In the early versions of SPECTRA, the number of independent variables in a calculation was at most 2, and thus defining the format of the output file was rather simple. In the recent versions, however, there exist several cases where the number of variables is larger than 2, and the output data are multidimensional. The Wigner function, first introduced in quantum mechanics (Wigner, 1932[Wigner, E. (1932). Phys. Rev. 40, 749-759.]) and later applied to represent the photon density in the four-dimensional (4D) phase space (x, y, x′, y′) (Coisson & Walker, 1986[Coisson, R. & Walker, R. P. (1986). Proc. SPIE, 0582, 24-31.]; Kim, 1987[Kim, K.-J. (1987). Nucl. Instrum. Methods Phys. Res. A, 261, 44-53.]), is an example. The volume power density, which has been first implemented in the new version and will be explained later in detail, is also represented by multidimensional data.

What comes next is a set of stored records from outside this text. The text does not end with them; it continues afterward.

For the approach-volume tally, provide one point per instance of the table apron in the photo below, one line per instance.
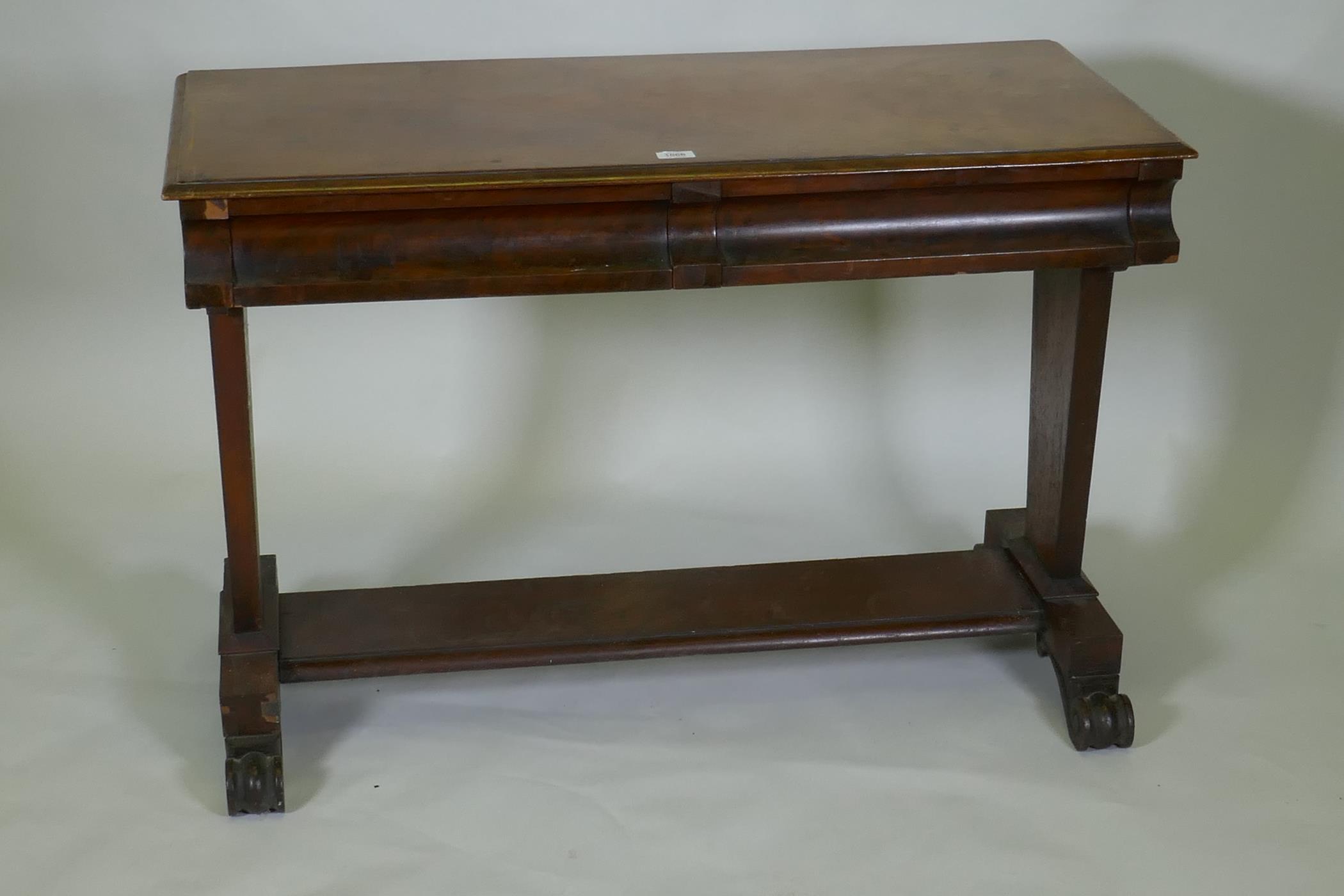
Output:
(708, 239)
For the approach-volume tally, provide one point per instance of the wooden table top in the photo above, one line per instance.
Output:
(442, 125)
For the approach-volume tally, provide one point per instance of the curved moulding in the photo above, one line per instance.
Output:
(898, 233)
(695, 238)
(447, 253)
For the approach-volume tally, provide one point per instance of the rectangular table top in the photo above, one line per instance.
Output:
(601, 120)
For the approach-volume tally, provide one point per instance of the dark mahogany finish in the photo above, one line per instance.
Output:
(535, 177)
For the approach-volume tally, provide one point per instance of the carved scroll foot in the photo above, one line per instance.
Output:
(1084, 645)
(249, 705)
(1080, 637)
(254, 777)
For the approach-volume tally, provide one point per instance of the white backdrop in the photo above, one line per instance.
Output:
(467, 440)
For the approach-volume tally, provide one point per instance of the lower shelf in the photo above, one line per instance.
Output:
(584, 618)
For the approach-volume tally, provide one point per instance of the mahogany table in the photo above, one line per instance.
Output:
(541, 177)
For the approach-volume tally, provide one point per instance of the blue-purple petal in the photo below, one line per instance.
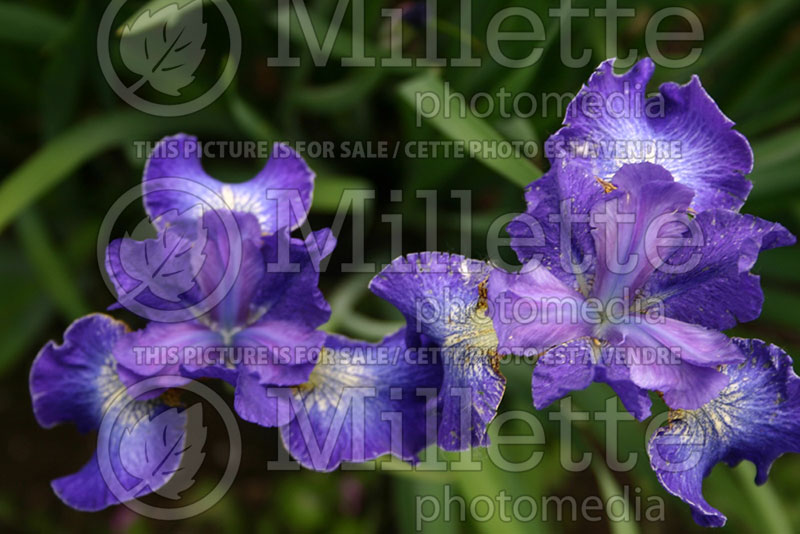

Another case, which potentially generates the multidimensional data, is to make use of an option to scan a parameter; to investigate the effects due to variation of a specific parameter, SPECTRA offers an option to repeat calculations with the parameter being scanned in a given range. In the former versions, calculation results with this option are saved separately in different output files. To facilitate visualization of the scanning results, the new version has a function to bundle all the results into a single data set, and save it in a single output file. In such a case, the output data can be multidimensional.

3.3. Post-processing

In the former versions of SPECTRA, a simple graphical plotter was available to post-process (visualize) the calculation results. Although it was useful to quickly check the calculation results, its function was rather limited. In addition, visualization of the multidimensional data as described in the previous section was not available. In the new version, we significantly enhanced the function of the post-processor, with the assistance of Plotly (JavaScript open source graphing library;

One example of the new post-processor to visualize the multidimensional data is shown in Fig. 1[link], in which a Wigner function at the photon energy of 300 eV calculated in the 4D phase space with the parameters listed in Appendix A[link] (Light source 1 in Table 1) is visualized. Because plotting the 4D data as a single graph is generally impossible, 2D data sliced at (x, x′) = (0, 0) are plotted in the (y, y′) phase space as a surface plot in this example. Note that the slicing position can be arbitrarily chosen by the user.

[Figure 1]
Figure 1
Example of the new post-processor: visualization of the 4D Wigner function.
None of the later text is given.